La produzione dell'I. realizzata negli anni Ottanta dell'Ottocento vide ormai definitivamente prevalere le scene di genere e crescere le fascinazioni neosettecentesche, laddove l'attenzione minuziosa per i decori, per l'arredamento, per i vestiti permetteva all'artista di giocare sino in fondo la carta del virtuosismo, che gli era del resto perfettamente congeniale. È quel che accade, per esempio, nella raffinata Partita a scacchi del 1881 (Milano, Galleria d'arte moderna), presentata all'Esposizione milanese di quello stesso anno. Questa tela, cesellata sin nei minimi dettagli, fu ispirata da un dramma in versi di Giuseppe Giacosa e in effetti costituisce una prova sontuosa di controllata sapienza teatrale da parte dell'Induno.
La tecnica brillante, la facilità pittorica, la precisione nella resa dei dettagli lo avrebbero sostenuto sino alle sue ultime prove, come testimoniano La fioraia del 1888 (collezione privata: ripr. in Piceni - Monteverdi, fig. 85) e Nel negozio dell'antiquario, un tema affrontato più volte dall'I. nel corso degli anni Ottanta, la cui redazione estrema, e di più ampie dimensioni, è datata 1889 (Milano, Galleria d'arte moderna).
Al termine di una lunga malattia, l'I. morì a Milano il 19 dic. 1890.
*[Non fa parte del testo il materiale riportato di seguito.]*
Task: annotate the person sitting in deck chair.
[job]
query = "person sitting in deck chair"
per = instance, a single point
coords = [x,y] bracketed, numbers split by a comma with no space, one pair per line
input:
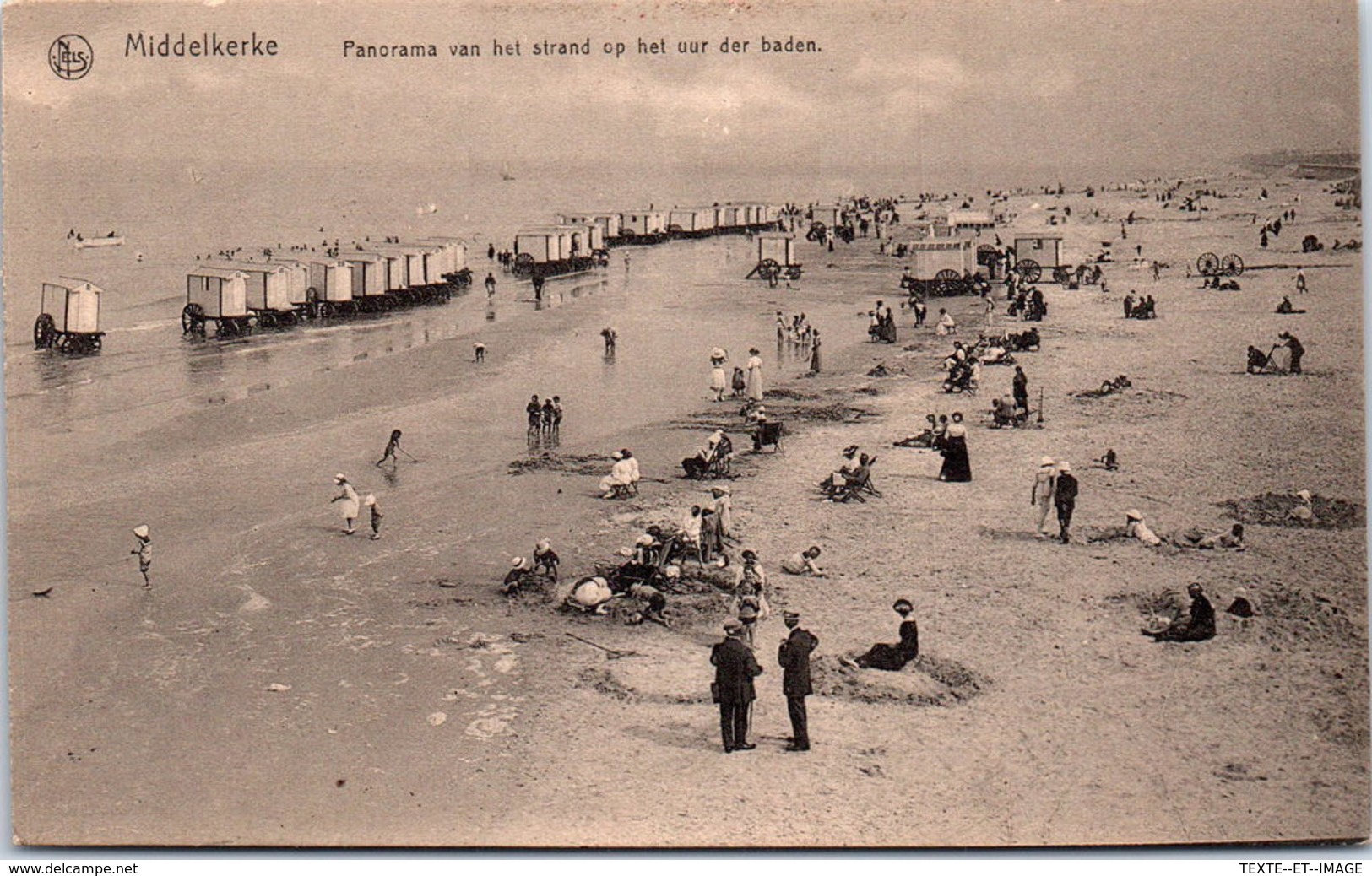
[856,481]
[845,465]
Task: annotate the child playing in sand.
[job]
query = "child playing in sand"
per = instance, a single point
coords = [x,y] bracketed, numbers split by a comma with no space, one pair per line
[391,446]
[545,560]
[144,553]
[377,516]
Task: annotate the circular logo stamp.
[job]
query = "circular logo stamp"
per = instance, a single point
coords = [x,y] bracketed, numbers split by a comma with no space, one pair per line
[70,57]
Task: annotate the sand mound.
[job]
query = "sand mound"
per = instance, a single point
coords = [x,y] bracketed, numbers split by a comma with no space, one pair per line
[924,682]
[1301,617]
[1271,509]
[572,463]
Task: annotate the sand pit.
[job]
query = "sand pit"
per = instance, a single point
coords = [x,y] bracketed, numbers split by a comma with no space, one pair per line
[925,682]
[1271,509]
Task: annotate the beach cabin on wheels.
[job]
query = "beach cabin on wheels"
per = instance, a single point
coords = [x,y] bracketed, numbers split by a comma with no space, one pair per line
[333,283]
[643,226]
[394,269]
[552,250]
[269,287]
[296,281]
[219,296]
[608,222]
[452,257]
[775,258]
[691,221]
[970,221]
[829,214]
[369,280]
[77,325]
[1035,252]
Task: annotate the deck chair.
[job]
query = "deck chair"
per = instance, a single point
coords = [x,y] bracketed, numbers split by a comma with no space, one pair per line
[855,487]
[767,434]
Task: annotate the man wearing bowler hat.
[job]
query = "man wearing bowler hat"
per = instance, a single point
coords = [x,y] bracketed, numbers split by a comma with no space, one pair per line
[733,689]
[794,657]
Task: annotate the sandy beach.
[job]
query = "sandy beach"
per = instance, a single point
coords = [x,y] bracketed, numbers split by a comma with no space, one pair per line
[285,684]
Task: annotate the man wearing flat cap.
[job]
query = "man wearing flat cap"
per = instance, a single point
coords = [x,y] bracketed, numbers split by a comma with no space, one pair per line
[735,672]
[794,657]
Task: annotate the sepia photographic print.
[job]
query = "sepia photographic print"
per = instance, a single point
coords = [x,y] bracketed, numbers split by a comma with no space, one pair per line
[702,424]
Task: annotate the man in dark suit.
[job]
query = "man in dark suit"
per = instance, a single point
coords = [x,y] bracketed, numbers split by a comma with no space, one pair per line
[735,671]
[794,657]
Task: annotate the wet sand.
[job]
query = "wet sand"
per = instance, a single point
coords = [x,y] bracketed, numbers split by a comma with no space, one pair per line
[412,706]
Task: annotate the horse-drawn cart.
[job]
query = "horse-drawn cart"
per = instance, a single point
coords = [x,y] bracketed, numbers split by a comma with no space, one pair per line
[940,268]
[775,258]
[1211,265]
[80,328]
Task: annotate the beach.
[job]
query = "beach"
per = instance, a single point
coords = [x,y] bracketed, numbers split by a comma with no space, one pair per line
[285,684]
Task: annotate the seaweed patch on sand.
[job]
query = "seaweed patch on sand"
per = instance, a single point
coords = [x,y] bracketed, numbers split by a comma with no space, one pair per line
[568,463]
[1271,509]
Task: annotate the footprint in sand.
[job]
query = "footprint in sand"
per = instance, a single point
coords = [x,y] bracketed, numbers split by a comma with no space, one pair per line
[493,720]
[256,602]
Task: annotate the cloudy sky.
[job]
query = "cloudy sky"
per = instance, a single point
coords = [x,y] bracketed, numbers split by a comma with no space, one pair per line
[1065,84]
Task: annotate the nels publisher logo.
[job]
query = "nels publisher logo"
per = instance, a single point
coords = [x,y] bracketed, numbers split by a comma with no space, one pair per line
[70,57]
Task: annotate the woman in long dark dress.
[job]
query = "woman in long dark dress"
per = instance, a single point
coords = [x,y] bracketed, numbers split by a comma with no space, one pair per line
[957,465]
[893,657]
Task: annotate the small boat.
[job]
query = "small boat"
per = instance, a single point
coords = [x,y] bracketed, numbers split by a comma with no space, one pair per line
[113,241]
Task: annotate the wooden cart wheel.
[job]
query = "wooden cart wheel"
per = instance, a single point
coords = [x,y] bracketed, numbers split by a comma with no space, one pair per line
[44,331]
[1029,270]
[947,281]
[193,320]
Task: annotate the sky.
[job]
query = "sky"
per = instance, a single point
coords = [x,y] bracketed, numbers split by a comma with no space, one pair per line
[1057,85]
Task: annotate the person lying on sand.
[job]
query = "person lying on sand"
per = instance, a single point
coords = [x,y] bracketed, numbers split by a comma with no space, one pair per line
[1198,539]
[803,564]
[1196,627]
[892,657]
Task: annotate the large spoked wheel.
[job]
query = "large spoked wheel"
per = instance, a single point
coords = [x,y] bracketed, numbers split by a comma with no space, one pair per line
[44,332]
[947,281]
[193,320]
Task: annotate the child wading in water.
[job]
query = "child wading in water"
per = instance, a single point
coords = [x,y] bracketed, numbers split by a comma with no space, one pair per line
[144,553]
[394,445]
[377,516]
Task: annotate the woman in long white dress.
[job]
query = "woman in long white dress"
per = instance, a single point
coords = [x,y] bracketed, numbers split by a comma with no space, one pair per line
[718,381]
[755,376]
[351,505]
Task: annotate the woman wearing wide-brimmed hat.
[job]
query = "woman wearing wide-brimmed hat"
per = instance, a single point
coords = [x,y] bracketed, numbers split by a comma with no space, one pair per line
[893,657]
[351,505]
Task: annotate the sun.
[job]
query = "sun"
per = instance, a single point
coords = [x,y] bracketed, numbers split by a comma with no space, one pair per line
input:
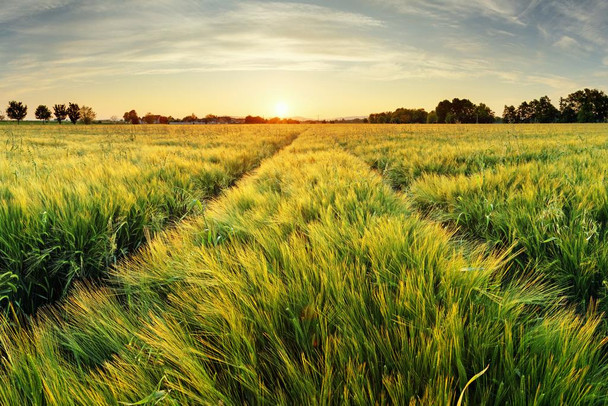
[281,109]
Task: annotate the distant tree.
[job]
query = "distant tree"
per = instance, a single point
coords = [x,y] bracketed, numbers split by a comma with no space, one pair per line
[149,118]
[190,119]
[73,112]
[544,110]
[524,113]
[484,115]
[60,112]
[131,117]
[509,115]
[464,111]
[87,115]
[588,106]
[210,118]
[43,113]
[16,111]
[254,120]
[442,110]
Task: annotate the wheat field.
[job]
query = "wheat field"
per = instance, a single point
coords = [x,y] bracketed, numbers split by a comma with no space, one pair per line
[339,264]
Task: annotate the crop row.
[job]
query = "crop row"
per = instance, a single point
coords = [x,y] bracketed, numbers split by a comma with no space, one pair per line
[311,282]
[72,205]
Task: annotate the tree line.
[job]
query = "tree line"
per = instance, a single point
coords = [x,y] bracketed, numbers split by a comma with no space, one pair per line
[582,106]
[461,111]
[133,118]
[18,111]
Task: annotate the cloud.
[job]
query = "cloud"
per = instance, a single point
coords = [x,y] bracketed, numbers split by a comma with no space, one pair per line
[567,43]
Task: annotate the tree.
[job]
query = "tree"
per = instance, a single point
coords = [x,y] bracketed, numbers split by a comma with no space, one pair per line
[442,110]
[484,115]
[73,112]
[87,115]
[254,120]
[525,113]
[43,113]
[464,111]
[190,119]
[544,110]
[585,106]
[16,111]
[60,112]
[131,117]
[150,118]
[509,115]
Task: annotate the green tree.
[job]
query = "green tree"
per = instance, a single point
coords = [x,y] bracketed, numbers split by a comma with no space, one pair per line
[484,115]
[73,112]
[442,110]
[87,115]
[131,117]
[60,112]
[43,113]
[509,115]
[585,106]
[16,111]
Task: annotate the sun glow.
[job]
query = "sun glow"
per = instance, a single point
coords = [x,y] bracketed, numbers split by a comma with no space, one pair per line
[281,109]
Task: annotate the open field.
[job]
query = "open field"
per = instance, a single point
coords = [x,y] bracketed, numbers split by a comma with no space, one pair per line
[73,200]
[357,265]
Fonti e Bibl.: Dipinti di Domenico e di G. Induno (catal.), Milano 1933; G. Nicodemi, Domenico e G. Induno, Milano 1945; E. Piceni - M. Monteverdi, Pittura lombarda dell'Ottocento, Milano 1969, pp. 37-40; G.L. Marini, in Diz. enciclopedico Bolaffi dei pittori…, VI, Torino 1974, pp. 266-268; Mostra dei maestri di Brera. 1776-1859 (catal.), Milano 1975, pp. 268-272; Garibaldi. Arte e storia (catal., Roma), Firenze 1982, pp. 162-165, 177, 181; F. Mazzocca, Una raccolta di disegni di G. I.: episodi di vita risorgimentale (catal.), Milano 1984; Soldati e pittori nel Risorgimento italiano (catal.), a cura di M. Cargnati, Milano 1987, pp. 113-115, 162 s., 192-202, 221 s.; Il secondo '800 italiano. Le poetiche del vero (catal.), Milano 1988, p. 324; G. Ginex, in La pittura in Italia. L'Ottocento, II, Milano 1991, pp. 869 s.; S. Bietoletti, L'atelier dei fratelli Induno, in Pittura e pittori dell'Ottocento italiano, I, Novara 1998, pp. 182-204; Fondazione Cassa di risparmio delle province lombarde. Le collezioni d'arte. L'Ottocento, a cura di S. Rebora, Cinisello Balsamo 1999, pp. 215-222; S. Bietoletti - M. Dantini, L'Ottocento italiano, Firenze 2002, pp. 224 s.; Intorno agli Induno. Pittura e scultura tra genere e storia nel Canton Ticino (catal., Rancate), a cura di M. Agliati Ruggia - S. Rebora, Milano 2002 (con bibl.); U. Thieme - F. Becker, Künstlerlexikon, XVIII, pp. 589 s.